Bad: "We deliver high-quality custom websites for businesses." Good: "We deliver bilingual marketing websites in 1-2 weeks, on a stack of Next.js + Tailwind + TypeScript, hosted on NZ-region infrastructure."
The second sentence is something an LLM can lift verbatim into an answer. The first one isn't.
6. Brand consistency across the web
LLMs build "entity profiles" — they know "Digital Force" is the same entity whether it appears on your site, your LinkedIn, your GitHub, a podcast transcript, or a Google review. The more consistent your factual claims (location, services, founder, year founded) across all touchpoints, the more confidently the LLM will recommend you.
Conflicting info confuses the model. If Wikipedia says you were founded in 2024 but your site says 2026, the model picks one — possibly the wrong one.
A 1-week GEO sprint for an SMB
- Day 1-2. Audit your site for fluffy marketing copy. Rewrite to short, factual statements.
- Day 3. Add
/llms.txtand/llms-full.txt. Templates available. - Day 4. Add JSON-LD Organization + Service schema to your homepage.
- Day 5. Update your Google Business Profile, NZBN entry, LinkedIn, and any directories with completely consistent info.
- Day 6-7. Pick three relevant Q&A communities (Reddit, Quora, NZ-specific forums, Stack Overflow if technical) and write three genuinely useful, specific answers that include your name and what you do.
Then wait. LLM training cycles run in months. You won't see results immediately.
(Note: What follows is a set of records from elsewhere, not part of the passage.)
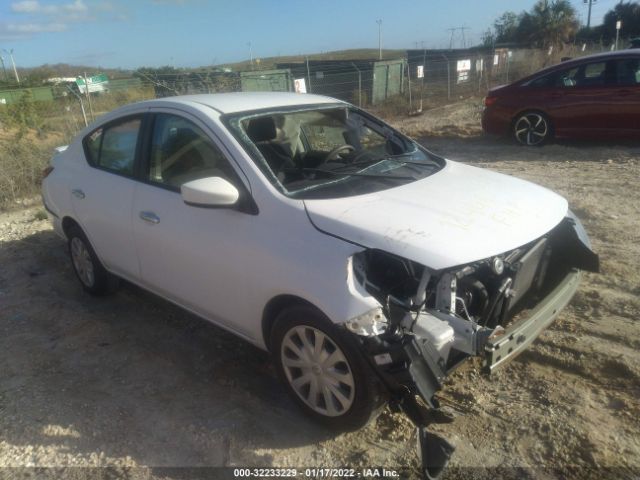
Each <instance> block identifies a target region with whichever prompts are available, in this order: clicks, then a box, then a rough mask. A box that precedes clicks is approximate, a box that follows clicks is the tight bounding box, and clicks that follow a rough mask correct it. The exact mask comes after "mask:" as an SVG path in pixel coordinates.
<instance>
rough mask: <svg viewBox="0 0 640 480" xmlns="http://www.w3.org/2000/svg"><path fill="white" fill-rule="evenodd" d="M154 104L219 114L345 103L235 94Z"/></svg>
mask: <svg viewBox="0 0 640 480" xmlns="http://www.w3.org/2000/svg"><path fill="white" fill-rule="evenodd" d="M152 102H153V103H154V104H156V105H157V104H167V103H170V104H172V105H176V104H181V103H182V104H187V103H191V104H192V103H199V104H201V105H205V106H207V107H211V108H213V109H214V110H217V111H218V112H219V113H222V114H225V113H237V112H246V111H251V110H262V109H269V108H278V107H294V106H305V105H317V104H324V103H344V102H342V101H341V100H337V99H335V98H331V97H325V96H322V95H313V94H308V93H292V92H234V93H211V94H203V95H179V96H176V97H166V98H163V99H158V100H152Z"/></svg>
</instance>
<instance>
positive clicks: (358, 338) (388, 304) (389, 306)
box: [346, 212, 599, 478]
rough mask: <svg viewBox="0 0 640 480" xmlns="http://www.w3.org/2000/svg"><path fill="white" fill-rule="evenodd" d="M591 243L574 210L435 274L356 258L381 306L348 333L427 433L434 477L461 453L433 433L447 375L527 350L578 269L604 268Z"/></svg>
mask: <svg viewBox="0 0 640 480" xmlns="http://www.w3.org/2000/svg"><path fill="white" fill-rule="evenodd" d="M590 247H591V246H590V243H589V239H588V237H587V235H586V233H585V231H584V229H583V227H582V225H581V224H580V221H579V220H578V219H577V218H576V217H575V216H574V215H573V214H572V213H571V212H569V214H568V215H567V216H566V217H565V218H564V220H562V221H561V222H560V223H559V224H558V225H557V226H556V227H555V228H554V229H552V230H551V231H550V232H548V233H547V234H545V235H543V236H542V237H540V238H537V239H535V240H533V241H531V242H529V243H527V244H526V245H523V246H521V247H518V248H516V249H513V250H511V251H508V252H504V253H502V254H499V255H495V256H493V257H491V258H486V259H482V260H479V261H476V262H472V263H469V264H467V265H462V266H457V267H454V268H451V269H444V270H440V271H434V270H431V269H429V268H428V267H426V266H423V265H420V264H418V263H416V262H413V261H411V260H408V259H404V258H401V257H399V256H397V255H393V254H389V253H386V252H383V251H380V250H375V249H369V250H365V251H363V252H360V253H358V254H356V255H354V256H353V257H352V259H351V265H352V273H353V276H354V278H355V281H357V282H358V283H359V285H360V286H361V287H362V288H364V289H365V290H366V291H367V292H368V293H369V294H370V295H371V296H373V297H375V298H376V299H377V300H378V302H379V303H380V308H379V309H376V310H373V311H371V312H369V313H368V314H366V315H363V316H360V317H357V318H355V319H352V320H350V321H348V322H347V323H346V327H347V328H348V329H349V330H350V331H351V332H352V333H354V334H355V335H356V336H357V338H358V339H359V341H360V343H361V345H362V348H363V351H364V353H365V356H366V357H367V359H368V360H369V362H370V364H371V366H372V368H373V370H374V371H375V372H376V373H377V375H378V377H379V378H380V380H381V382H382V383H383V384H384V385H385V386H386V388H387V389H388V391H389V393H390V396H391V404H392V406H394V407H396V409H398V410H402V411H403V412H405V413H406V414H407V415H408V416H409V417H410V418H411V420H412V421H413V422H414V423H415V424H416V426H417V427H418V428H419V436H418V438H419V439H423V441H422V442H421V453H422V455H421V456H422V459H423V466H424V467H425V469H426V470H425V475H426V476H427V477H431V478H435V477H436V476H437V474H438V473H439V472H440V471H441V469H442V467H444V465H445V464H446V463H447V461H448V458H449V456H450V455H451V453H452V451H453V448H452V447H451V446H450V445H449V444H448V443H447V442H446V441H445V440H443V439H437V437H434V436H433V435H432V434H428V433H427V432H426V429H425V428H426V426H427V425H428V424H429V423H432V422H433V421H434V418H436V417H437V415H435V416H434V412H436V411H437V408H438V401H437V399H436V398H435V396H434V395H435V393H436V392H437V391H438V390H439V389H440V388H441V387H442V383H443V381H444V379H445V378H446V377H447V376H448V375H449V374H450V373H451V372H452V371H453V370H454V369H455V368H456V367H457V366H458V365H460V363H461V362H463V361H465V360H466V359H467V358H469V357H472V356H477V357H481V358H482V360H483V366H484V369H485V371H487V372H490V371H492V370H493V369H495V368H496V367H498V366H499V365H501V364H503V363H505V362H506V361H508V360H509V359H512V358H513V357H515V356H516V355H517V354H519V353H520V352H522V351H523V350H524V349H525V348H526V347H527V346H528V345H529V344H530V343H531V342H532V341H533V340H534V339H535V338H537V337H538V335H539V334H540V333H541V332H542V330H544V329H545V328H546V327H547V326H548V325H549V324H550V323H551V322H552V321H553V320H554V319H555V317H556V316H557V315H558V314H559V313H560V311H561V310H562V309H563V308H564V307H565V306H566V305H567V304H568V303H569V301H570V300H571V298H572V297H573V295H574V293H575V291H576V289H577V287H578V283H579V278H580V270H585V271H592V272H597V271H598V269H599V263H598V256H597V255H596V254H595V253H593V252H592V251H591V248H590ZM428 438H430V440H429V441H427V439H428ZM425 442H426V443H425ZM425 455H426V456H430V457H431V458H430V459H426V458H425ZM429 469H430V470H429Z"/></svg>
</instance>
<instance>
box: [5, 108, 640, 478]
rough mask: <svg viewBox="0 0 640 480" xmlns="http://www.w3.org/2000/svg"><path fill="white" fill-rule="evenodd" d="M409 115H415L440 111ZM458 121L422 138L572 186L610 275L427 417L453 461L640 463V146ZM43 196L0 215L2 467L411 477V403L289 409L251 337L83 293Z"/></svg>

But the sites that started GEO in 2024 are the ones LLMs cite in 2026.
Where this is going
Within 12-18 months, "ranking on Google" will be the secondary game. The primary game will be "being the answer" — which is harder, more about substance, and rewards consistency over tricks.
The good news for SMBs: this rewards specificity. Big brands win on Google because they have huge budgets for backlinks and content scale. GEO levels the field somewhat — a small Auckland accounting firm that ships a clear /llms.txt, has consistent NAP across directories, and has a few honest Reddit mentions can outrank a generic mega-firm in answers about "Auckland Chinese SME accountants" — because the mega-firm doesn't actually have the specifics.
We bundle GEO into every site we build. Not as an upsell, but because in 2026 a website without GEO is a website without a search strategy.